Minimum Gauge: Cubs victory anthem hits the charts

World Series win leads to first chart position for "Go Cubs Go"; Kraftwerk gets exemption from Buenos Aries law banning synthesizer concerts; weasel who bought Wu-Tang album plays snippets after Trump win

click to enlarge "Go Cubs Go" singer/songwriter Steve Goodman - Photo: David Gans
Photo: David Gans
"Go Cubs Go" singer/songwriter Steve Goodman


HOT: ‘Cubs’ on the Charts

Chicago’s loveable losers winning its first World Series in over 100 years not only made millions of Cubs fans happy — it apparently made them want to listen to the team’s weak rally song over and over again. Steve Goodman’s “Go Cubs Go” saw a spike in digital downloads the week the Cubs won the series that was big enough to push it to No. 21 on Billboard’s Pop Digital Song Sales.
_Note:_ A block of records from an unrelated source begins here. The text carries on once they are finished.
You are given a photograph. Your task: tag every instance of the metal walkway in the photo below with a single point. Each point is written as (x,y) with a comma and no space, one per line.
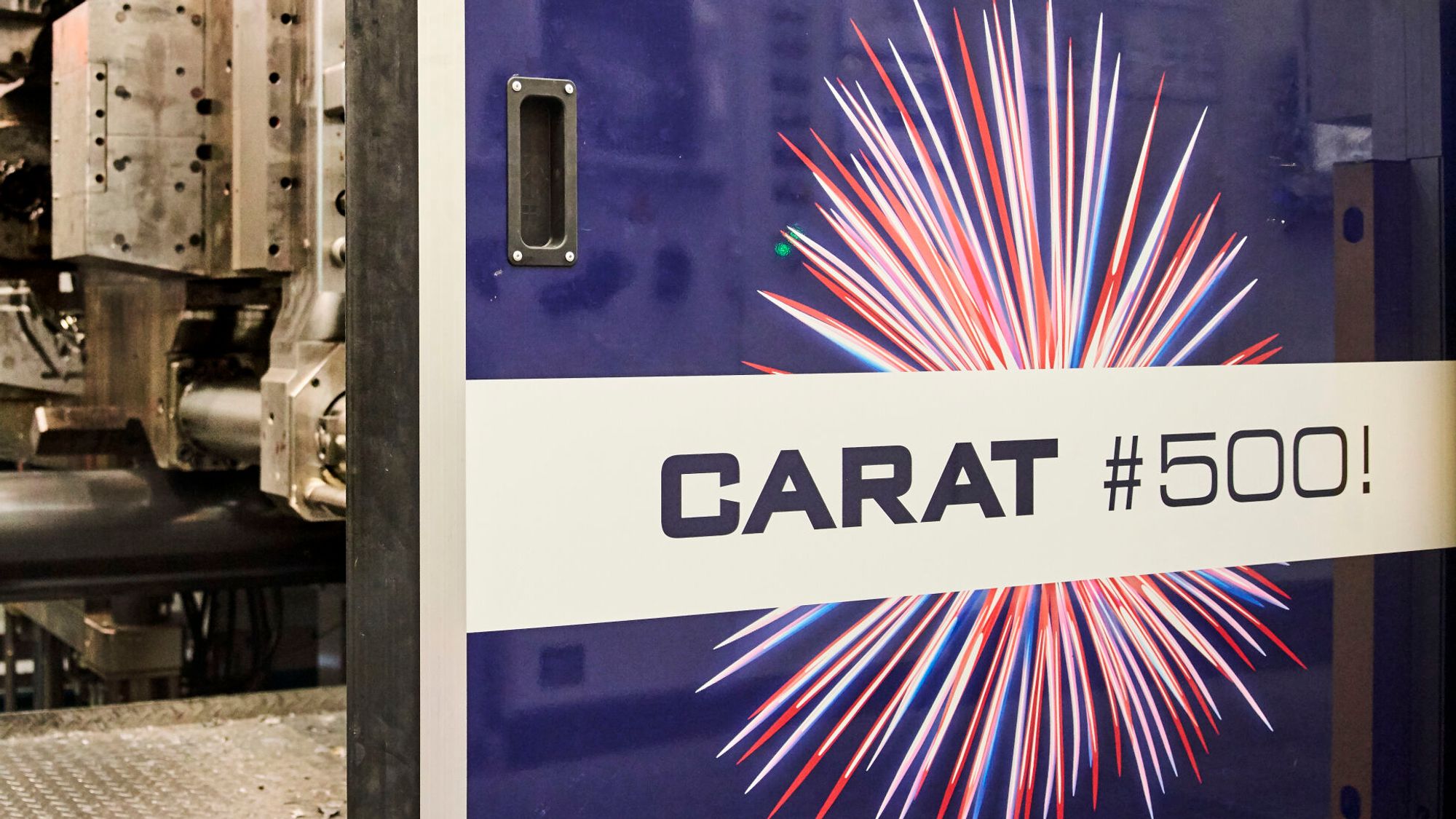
(256,755)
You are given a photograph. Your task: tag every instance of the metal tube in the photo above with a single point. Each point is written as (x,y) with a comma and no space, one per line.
(225,419)
(143,531)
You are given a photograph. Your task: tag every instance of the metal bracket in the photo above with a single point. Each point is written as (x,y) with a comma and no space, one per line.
(541,135)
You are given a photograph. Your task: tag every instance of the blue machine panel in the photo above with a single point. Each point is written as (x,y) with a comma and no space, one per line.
(694,205)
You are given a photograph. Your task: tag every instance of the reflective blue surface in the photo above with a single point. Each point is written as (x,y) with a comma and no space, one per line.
(685,187)
(685,184)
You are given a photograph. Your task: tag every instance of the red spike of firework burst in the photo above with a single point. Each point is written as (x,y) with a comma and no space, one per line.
(1002,682)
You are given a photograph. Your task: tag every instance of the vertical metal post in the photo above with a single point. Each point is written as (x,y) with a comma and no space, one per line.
(9,624)
(49,670)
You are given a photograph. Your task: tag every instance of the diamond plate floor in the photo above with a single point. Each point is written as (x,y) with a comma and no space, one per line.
(258,755)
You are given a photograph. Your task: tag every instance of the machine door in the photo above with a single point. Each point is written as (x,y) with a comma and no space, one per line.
(911,408)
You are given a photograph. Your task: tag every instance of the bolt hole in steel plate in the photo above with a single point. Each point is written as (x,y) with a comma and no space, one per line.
(541,132)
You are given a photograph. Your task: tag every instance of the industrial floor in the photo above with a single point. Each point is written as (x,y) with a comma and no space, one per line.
(254,755)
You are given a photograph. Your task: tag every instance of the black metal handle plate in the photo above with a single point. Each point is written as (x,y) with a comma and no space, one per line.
(541,133)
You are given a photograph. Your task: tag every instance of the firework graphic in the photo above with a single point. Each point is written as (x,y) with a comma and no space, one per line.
(1008,688)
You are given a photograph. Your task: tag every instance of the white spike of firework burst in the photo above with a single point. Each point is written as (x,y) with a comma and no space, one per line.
(986,280)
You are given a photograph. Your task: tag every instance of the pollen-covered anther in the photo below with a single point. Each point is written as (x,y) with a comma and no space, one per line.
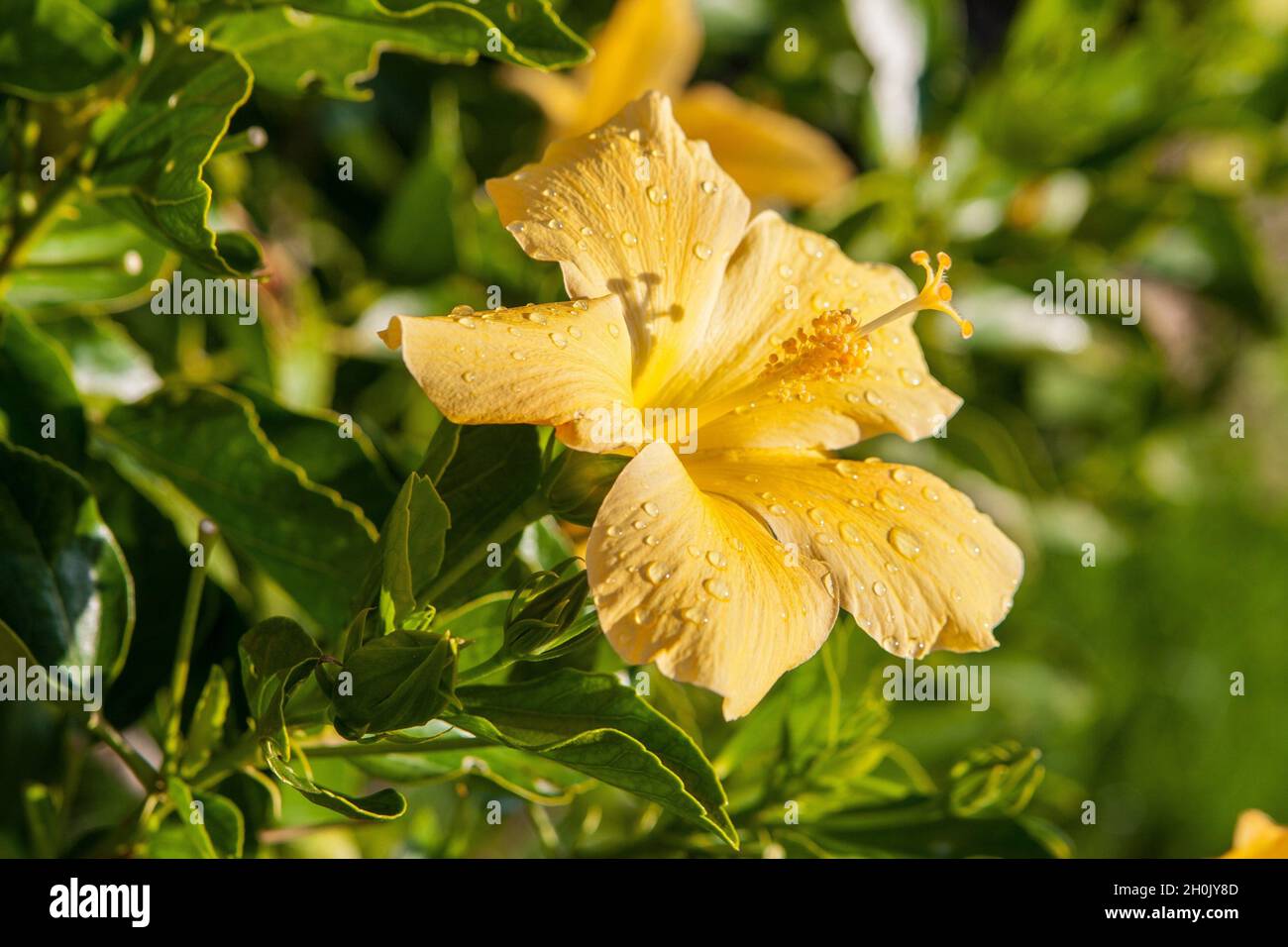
(935,294)
(832,350)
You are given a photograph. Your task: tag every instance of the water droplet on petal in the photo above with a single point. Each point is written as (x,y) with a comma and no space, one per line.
(717,589)
(657,573)
(905,541)
(890,499)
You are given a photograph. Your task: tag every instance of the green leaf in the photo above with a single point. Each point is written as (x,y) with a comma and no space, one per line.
(35,385)
(382,805)
(89,256)
(42,814)
(493,472)
(64,587)
(54,47)
(215,827)
(335,457)
(411,549)
(398,681)
(206,444)
(595,725)
(527,776)
(206,729)
(333,46)
(919,827)
(150,163)
(183,801)
(106,361)
(275,656)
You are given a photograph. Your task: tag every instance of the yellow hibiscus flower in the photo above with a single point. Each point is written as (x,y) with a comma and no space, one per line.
(1256,835)
(724,557)
(656,46)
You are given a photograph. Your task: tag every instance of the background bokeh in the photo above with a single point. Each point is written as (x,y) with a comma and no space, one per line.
(1115,163)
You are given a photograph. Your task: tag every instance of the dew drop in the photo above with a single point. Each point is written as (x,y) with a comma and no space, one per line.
(656,573)
(716,589)
(906,543)
(890,499)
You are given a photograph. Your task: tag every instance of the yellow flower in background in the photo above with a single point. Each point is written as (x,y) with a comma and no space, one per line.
(1256,835)
(656,46)
(722,553)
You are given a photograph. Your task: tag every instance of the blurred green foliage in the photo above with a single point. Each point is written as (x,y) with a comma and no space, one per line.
(1159,157)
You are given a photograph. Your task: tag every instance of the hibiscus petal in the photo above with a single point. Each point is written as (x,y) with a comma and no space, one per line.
(695,583)
(769,154)
(778,266)
(636,210)
(559,364)
(915,565)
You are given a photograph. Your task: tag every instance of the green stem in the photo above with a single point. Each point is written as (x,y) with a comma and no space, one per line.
(26,231)
(132,758)
(206,535)
(494,664)
(533,508)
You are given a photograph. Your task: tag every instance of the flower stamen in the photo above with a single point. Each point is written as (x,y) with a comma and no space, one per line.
(936,294)
(833,348)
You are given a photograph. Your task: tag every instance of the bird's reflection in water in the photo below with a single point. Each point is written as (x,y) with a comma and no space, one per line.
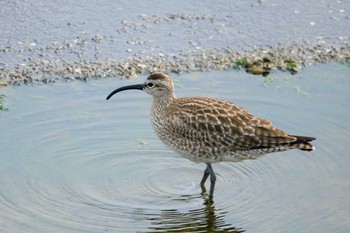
(205,219)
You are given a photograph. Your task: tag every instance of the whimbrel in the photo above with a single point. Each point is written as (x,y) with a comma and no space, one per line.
(211,130)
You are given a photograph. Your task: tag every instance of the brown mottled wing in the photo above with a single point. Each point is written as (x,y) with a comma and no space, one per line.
(219,123)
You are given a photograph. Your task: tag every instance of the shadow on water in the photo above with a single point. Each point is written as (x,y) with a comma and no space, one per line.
(205,219)
(72,162)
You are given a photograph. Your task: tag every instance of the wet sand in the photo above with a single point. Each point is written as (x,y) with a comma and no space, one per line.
(85,40)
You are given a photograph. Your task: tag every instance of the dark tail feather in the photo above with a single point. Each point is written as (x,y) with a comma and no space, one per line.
(302,143)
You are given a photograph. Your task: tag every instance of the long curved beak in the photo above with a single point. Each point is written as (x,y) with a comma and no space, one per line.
(131,87)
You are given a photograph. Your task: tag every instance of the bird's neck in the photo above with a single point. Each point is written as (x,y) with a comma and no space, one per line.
(159,104)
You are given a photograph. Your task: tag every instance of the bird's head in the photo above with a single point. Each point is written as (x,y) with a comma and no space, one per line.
(158,85)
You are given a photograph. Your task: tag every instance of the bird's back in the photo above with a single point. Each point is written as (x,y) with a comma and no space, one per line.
(210,130)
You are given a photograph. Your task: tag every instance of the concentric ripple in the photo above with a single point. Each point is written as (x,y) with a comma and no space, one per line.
(76,163)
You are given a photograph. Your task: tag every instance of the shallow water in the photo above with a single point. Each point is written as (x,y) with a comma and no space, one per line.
(70,161)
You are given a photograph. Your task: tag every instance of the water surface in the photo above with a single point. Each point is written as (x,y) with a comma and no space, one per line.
(70,161)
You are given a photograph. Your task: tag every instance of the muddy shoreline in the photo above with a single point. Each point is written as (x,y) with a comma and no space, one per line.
(262,61)
(43,42)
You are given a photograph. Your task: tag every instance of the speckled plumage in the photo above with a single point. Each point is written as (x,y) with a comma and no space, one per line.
(211,130)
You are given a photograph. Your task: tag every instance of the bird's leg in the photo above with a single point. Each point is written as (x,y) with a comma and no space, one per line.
(212,181)
(209,171)
(205,175)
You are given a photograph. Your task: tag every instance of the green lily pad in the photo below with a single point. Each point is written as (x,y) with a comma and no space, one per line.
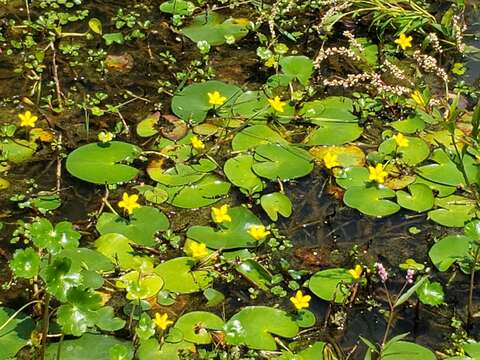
(103,163)
(16,334)
(401,350)
(371,200)
(140,227)
(177,7)
(195,326)
(254,326)
(331,284)
(88,346)
(284,162)
(230,235)
(453,211)
(17,150)
(178,276)
(205,192)
(276,203)
(420,198)
(299,67)
(191,103)
(239,172)
(212,29)
(254,136)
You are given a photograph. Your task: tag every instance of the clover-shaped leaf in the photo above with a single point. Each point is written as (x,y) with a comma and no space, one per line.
(25,263)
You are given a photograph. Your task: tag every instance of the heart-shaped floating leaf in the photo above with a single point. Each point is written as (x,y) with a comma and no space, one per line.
(16,334)
(195,326)
(420,198)
(453,211)
(103,163)
(284,162)
(178,276)
(401,350)
(371,200)
(212,29)
(254,326)
(331,284)
(276,203)
(253,136)
(299,67)
(239,171)
(192,103)
(88,346)
(230,235)
(177,7)
(444,170)
(336,123)
(205,192)
(140,227)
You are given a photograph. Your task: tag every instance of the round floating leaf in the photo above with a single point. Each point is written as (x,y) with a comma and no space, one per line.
(177,7)
(371,200)
(212,29)
(254,326)
(178,276)
(205,192)
(140,227)
(230,235)
(352,176)
(195,326)
(17,150)
(16,334)
(448,250)
(454,211)
(103,163)
(276,203)
(420,198)
(191,104)
(431,293)
(331,284)
(88,346)
(239,172)
(25,263)
(284,162)
(401,350)
(299,67)
(253,136)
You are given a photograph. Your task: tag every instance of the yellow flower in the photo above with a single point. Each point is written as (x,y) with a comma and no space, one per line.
(198,250)
(258,232)
(401,140)
(215,98)
(377,173)
(330,160)
(27,119)
(129,203)
(105,136)
(162,321)
(277,104)
(356,272)
(197,143)
(220,214)
(404,41)
(418,98)
(300,301)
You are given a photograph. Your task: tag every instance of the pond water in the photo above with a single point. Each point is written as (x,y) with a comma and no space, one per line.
(323,231)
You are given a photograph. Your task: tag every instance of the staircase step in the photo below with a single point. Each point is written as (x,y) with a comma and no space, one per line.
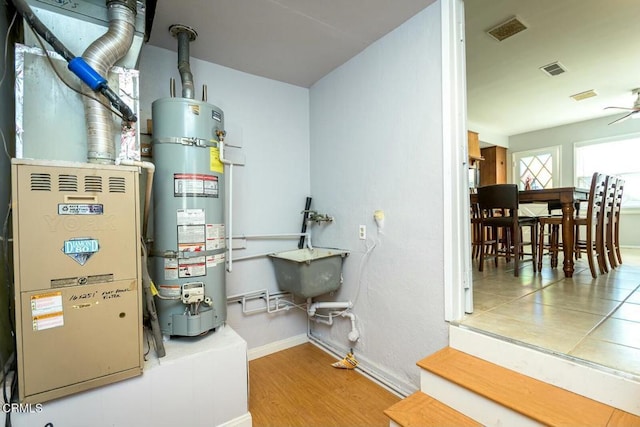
(537,400)
(420,409)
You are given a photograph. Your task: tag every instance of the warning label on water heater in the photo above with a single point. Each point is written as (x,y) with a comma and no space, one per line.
(195,185)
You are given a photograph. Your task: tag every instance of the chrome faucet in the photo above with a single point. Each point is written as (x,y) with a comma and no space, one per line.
(314,216)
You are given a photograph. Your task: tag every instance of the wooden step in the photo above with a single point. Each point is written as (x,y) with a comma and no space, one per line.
(420,409)
(541,402)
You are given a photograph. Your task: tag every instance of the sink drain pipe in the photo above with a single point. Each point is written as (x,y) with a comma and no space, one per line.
(312,308)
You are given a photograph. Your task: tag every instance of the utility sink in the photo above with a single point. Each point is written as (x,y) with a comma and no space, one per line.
(309,272)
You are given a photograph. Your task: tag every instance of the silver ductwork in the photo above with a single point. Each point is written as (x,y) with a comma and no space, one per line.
(185,35)
(102,54)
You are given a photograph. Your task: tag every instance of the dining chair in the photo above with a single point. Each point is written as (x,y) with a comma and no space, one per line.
(593,244)
(549,239)
(612,231)
(499,212)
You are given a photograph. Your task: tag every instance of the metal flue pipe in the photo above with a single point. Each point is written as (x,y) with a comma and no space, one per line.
(185,35)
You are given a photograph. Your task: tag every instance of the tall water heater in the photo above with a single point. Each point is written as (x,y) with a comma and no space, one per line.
(189,249)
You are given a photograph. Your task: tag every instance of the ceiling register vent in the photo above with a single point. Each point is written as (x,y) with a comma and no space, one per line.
(584,95)
(554,69)
(509,28)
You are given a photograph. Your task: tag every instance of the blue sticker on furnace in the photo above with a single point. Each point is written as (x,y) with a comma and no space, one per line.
(81,249)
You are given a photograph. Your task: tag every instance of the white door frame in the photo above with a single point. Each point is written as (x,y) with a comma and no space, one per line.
(457,259)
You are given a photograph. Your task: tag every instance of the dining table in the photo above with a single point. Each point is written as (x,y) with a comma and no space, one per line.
(569,198)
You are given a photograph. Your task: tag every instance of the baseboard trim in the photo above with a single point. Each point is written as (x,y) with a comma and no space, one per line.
(276,346)
(241,421)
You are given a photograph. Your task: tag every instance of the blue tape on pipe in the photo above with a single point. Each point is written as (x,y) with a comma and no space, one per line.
(86,73)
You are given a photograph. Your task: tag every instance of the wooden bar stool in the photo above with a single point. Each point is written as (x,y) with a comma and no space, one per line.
(499,211)
(592,245)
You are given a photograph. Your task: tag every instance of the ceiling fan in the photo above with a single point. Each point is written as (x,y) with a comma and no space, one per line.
(632,111)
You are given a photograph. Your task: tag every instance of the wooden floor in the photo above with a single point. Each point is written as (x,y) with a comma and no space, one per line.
(299,387)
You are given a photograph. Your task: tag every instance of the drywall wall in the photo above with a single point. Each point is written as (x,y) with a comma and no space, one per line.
(376,144)
(270,120)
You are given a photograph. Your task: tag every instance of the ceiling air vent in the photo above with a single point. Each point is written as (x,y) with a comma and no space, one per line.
(584,95)
(554,69)
(510,27)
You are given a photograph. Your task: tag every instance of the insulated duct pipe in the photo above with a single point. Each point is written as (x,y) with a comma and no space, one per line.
(77,64)
(185,35)
(102,54)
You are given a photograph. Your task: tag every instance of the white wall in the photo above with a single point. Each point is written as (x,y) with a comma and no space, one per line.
(376,143)
(271,121)
(566,136)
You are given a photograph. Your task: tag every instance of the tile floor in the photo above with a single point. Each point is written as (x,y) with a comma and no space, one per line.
(597,320)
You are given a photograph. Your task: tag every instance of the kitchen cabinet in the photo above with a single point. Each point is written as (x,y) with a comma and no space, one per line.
(493,170)
(473,146)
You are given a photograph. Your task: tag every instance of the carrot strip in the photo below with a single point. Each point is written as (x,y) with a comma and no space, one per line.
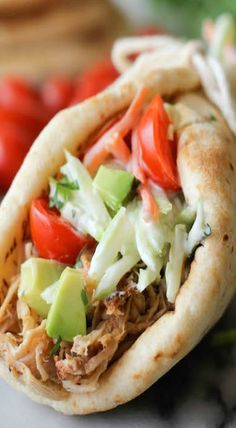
(118,148)
(107,143)
(151,208)
(135,165)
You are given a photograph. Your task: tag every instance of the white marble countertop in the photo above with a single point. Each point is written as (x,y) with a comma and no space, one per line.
(200,392)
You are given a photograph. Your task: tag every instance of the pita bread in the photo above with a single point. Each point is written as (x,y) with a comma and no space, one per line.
(207,165)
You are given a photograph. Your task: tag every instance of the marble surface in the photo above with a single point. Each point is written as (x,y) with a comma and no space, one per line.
(200,392)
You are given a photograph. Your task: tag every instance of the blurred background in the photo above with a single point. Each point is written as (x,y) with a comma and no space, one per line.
(55,53)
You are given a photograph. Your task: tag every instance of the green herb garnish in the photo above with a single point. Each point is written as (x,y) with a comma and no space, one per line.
(207,230)
(56,347)
(212,117)
(84,297)
(60,191)
(78,264)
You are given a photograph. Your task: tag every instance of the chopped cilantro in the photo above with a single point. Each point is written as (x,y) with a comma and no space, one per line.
(207,230)
(78,264)
(56,347)
(84,297)
(60,191)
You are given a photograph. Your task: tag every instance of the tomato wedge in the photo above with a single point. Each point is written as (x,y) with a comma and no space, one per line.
(156,151)
(52,236)
(112,141)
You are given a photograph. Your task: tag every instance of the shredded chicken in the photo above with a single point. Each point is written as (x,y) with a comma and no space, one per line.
(116,323)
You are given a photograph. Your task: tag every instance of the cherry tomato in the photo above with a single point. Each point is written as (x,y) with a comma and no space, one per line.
(15,142)
(94,80)
(57,93)
(53,237)
(19,96)
(156,151)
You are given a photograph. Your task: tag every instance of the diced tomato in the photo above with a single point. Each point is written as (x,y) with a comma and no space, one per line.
(156,151)
(17,95)
(53,237)
(57,93)
(112,140)
(94,80)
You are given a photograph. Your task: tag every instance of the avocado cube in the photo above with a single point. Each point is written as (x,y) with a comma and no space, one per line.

It marked the first time the tune (written in 1984, the year Goodman passed away) had reached any Billboard chart. In a sad twist, Goodman’s family had sold the rights to the song just months before the end of the World Series.

WARM: Electronica-Phobic?

A strange law nearly led to the cancellation of a concert by Electronic music pioneers Kraftwerk in Buenos Aires. After five people died from drug overdoses earlier this year during an EDM festival, the city knee-jerked into place a law banning any concert featuring performers using “synthesizers or samplers as their primary instrument.” Promoters of a planned upcoming Kraftwerk show asked for an exemption and convinced the city’s government that the event (which has no alcohol sales) would not lead to anyone’s death.

COLD: Cold Comfort

There probably weren’t many diehard Wu-Tang Clan fans rooting for Donald Trump to become president, but his election victory did result in a consolation prize for them. Martin Shkreli, who became something of a super villain when it was revealed his former pharmaceutical firm was raising the cost of an AIDS-fighting drug from $13.50 per tablet to $750 per tablet, played snippets during a video livestream from the only copy of Wu-Tang’s Once Upon a Time in Shaolin album, which he bought for $2 million. Shkreli had promised to release the album to the public if Trump won, but beyond the snippets, he said he’s still figuring out how to put out the rest of it. Don’t hold your breath — Shkreli’s a troll who once said he was going to destroy the album.